There should be enough of a barrier up so people can't get bitten like this although there's always smart peolple like the lady who climbed 2 safety barriers to be hugged by a polar bear. 
I do think it's down to the zoo/petshop though as it would of been avoidable, can't just rely on people having common sense these days especially if she was told he was friendly he's still a wild animal at the end of the day which requires a dwal.


----------



## Marcus_anthony24 (Sep 2, 2007)

Will she sue Mcdonalds for making her fat? wills she sue maxfactor for not making her beautiful? If the monkey gets indigestion from eating her fingers can the monkey claim? Where will it all end?

Marcus


----------



## *Blackadder* (Jul 16, 2011)

> Will she sue Mcdonalds for making her fat?


that's already happened to :lol2:


----------



## panther_87k (Feb 4, 2009)

did anyone actually read the article??
She was given a bag of nuts to feed the monkeys and told to feed them from her fingers (not just throw them in) the staff cant say "dont put your fingers near them" and then say "feed them like this". 
yes there is obvious exaggeration on her part, theres no way she needs help with her care when she only lost less than half of each the two fingers. However the owners and staff should definately be held responsible too, she was just feeding them in the way they had told her to.


----------



## feorag (Jul 31, 2007)

But was it this particular enclosure and these particular monkeys that she was told that. If it was, then fair enough - if it wasn't then she shouldn't have assumed that all monkeys were safe, especially as there was a barrier to prevent her get that close.


----------



## Kiel (Aug 20, 2009)

Dear lady from the article

Please explain to me again how your life is really, really hard.


----------



## em_40 (Sep 29, 2010)

panther_87k said:


> did anyone actually read the article??
> She was given a bag of nuts to feed the monkeys and told to feed them from her fingers (not just throw them in) the staff cant say "dont put your fingers near them" and then say "feed them like this".
> yes there is obvious exaggeration on her part, theres no way she needs help with her care when she only lost less than half of each the two fingers.
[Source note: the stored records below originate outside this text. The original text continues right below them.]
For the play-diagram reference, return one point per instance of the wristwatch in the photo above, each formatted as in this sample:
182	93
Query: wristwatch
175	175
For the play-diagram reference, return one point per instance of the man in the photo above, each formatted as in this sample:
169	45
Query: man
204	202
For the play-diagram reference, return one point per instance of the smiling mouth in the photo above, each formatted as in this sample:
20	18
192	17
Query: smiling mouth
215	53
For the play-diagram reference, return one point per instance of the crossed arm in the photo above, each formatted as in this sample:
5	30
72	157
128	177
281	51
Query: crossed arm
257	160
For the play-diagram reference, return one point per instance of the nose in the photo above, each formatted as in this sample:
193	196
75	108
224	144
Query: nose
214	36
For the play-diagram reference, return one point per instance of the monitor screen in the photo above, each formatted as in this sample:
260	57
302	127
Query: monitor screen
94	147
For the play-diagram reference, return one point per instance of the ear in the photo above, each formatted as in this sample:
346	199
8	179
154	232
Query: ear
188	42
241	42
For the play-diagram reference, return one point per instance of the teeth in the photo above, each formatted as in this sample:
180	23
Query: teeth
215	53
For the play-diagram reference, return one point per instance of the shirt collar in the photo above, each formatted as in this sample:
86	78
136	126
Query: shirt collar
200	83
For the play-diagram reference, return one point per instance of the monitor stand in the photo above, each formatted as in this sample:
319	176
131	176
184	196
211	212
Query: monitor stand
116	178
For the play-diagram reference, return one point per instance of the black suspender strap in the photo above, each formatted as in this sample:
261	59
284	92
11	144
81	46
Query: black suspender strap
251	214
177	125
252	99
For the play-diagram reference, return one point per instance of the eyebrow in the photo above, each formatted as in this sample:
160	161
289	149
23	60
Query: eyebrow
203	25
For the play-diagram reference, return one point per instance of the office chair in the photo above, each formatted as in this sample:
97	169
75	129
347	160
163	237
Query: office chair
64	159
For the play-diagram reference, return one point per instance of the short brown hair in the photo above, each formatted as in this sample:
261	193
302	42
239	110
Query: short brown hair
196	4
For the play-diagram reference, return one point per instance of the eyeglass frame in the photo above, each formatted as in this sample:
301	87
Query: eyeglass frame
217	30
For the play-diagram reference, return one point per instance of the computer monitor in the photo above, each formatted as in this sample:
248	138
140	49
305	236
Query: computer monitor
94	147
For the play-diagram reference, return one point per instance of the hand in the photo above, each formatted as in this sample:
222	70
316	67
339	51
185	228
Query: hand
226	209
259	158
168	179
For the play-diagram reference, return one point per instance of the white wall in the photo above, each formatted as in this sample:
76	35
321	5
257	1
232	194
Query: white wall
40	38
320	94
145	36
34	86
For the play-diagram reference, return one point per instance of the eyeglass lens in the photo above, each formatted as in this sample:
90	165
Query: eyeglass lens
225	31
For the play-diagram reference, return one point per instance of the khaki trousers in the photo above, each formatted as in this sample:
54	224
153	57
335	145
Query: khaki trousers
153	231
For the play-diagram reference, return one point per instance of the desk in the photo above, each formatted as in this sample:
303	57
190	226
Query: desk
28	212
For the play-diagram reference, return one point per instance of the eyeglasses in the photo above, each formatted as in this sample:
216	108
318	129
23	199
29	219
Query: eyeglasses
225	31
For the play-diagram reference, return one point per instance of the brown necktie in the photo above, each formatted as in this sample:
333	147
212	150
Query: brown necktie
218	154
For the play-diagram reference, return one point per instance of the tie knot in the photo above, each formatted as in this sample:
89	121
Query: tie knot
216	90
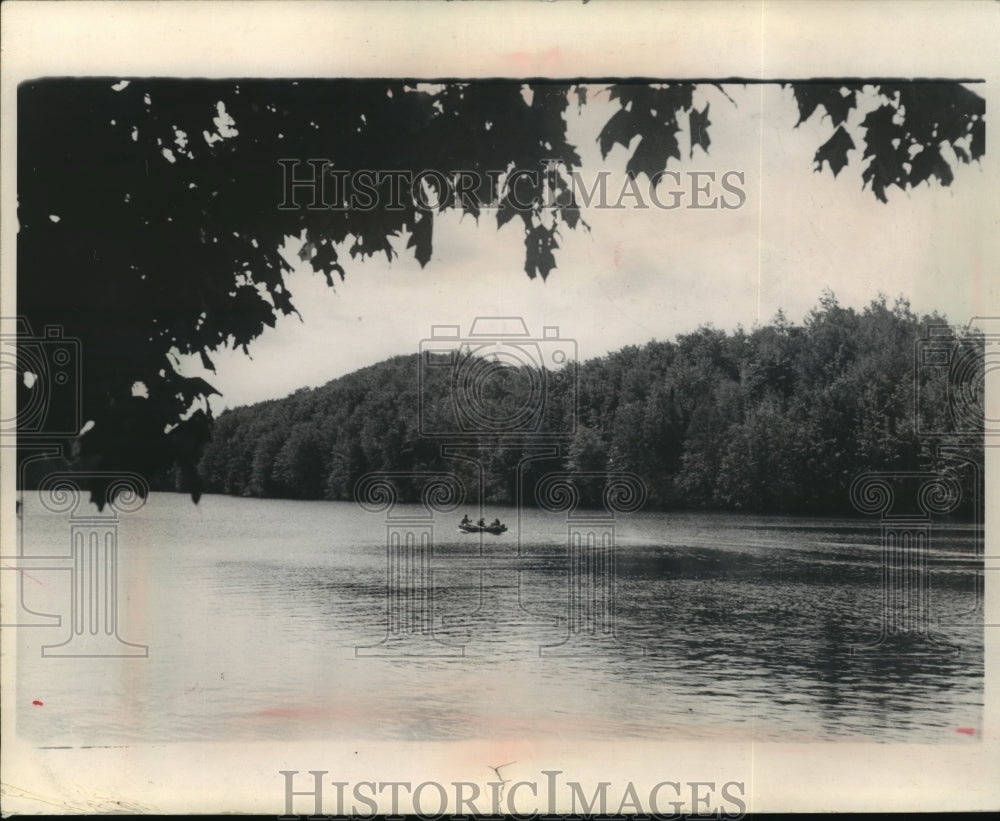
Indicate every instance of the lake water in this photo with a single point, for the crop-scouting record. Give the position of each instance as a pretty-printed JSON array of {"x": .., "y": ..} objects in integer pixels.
[{"x": 725, "y": 627}]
However the owners and staff should definately be held responsible too, she was just feeding them in the way they had told her to.
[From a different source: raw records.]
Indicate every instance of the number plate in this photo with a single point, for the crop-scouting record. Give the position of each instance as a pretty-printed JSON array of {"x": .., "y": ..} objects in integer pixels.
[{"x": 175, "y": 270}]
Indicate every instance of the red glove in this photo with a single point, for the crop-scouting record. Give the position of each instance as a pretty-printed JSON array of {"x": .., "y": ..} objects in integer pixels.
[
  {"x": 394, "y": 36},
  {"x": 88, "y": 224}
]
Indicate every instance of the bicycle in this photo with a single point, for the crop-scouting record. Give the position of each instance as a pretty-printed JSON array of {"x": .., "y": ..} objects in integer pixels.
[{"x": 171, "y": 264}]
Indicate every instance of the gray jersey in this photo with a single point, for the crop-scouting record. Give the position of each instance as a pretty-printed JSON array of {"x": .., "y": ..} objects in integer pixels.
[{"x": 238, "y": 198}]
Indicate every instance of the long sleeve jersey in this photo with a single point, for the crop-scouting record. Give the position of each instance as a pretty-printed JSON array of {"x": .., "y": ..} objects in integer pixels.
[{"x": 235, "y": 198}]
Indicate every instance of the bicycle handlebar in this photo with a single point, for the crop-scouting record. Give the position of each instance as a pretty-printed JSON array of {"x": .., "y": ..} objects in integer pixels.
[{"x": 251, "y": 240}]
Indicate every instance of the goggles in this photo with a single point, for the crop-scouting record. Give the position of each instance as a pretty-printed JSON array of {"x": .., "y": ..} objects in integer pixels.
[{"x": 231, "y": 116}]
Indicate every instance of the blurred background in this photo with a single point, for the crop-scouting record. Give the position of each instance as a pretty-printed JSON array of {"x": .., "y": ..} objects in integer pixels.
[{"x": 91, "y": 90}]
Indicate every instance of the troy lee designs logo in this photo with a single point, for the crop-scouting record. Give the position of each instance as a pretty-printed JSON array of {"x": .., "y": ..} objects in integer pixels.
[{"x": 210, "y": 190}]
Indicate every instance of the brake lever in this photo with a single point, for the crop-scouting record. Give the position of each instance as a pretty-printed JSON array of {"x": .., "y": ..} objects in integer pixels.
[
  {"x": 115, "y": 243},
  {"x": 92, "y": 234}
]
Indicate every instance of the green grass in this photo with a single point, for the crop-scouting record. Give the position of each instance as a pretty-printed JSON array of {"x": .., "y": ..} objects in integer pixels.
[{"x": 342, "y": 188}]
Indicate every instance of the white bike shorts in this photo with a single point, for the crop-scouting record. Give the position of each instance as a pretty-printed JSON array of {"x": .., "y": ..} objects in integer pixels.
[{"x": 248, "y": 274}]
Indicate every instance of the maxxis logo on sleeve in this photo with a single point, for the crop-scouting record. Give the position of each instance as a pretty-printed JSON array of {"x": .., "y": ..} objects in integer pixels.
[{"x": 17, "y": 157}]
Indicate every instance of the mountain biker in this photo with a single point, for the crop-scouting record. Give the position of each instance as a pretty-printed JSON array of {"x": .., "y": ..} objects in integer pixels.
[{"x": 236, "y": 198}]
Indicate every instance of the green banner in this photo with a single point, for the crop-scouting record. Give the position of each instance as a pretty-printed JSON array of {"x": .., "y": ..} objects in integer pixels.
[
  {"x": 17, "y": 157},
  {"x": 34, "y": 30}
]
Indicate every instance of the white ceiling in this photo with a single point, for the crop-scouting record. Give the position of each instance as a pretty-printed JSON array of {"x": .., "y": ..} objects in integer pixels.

Hmm, yeh she does claim she was told to use her fingers... I would have thought they were supposed to grab with their hands...


----------



## HalfYeti (Aug 4, 2012)

I'm curious how it was those specific fingers that got injured, and not the two (thumb and pointer) that you would expect to be holding the nut to give to the monkey.


----------



## Addymk2 (Dec 25, 2009)

If she makes a mint out of this I might finger a monkey too!


----------



## Evilshiddenclaws (May 25, 2010)

her life is ruined... because she lost the tips of two fingers... please explain how that works!! stupid idiot...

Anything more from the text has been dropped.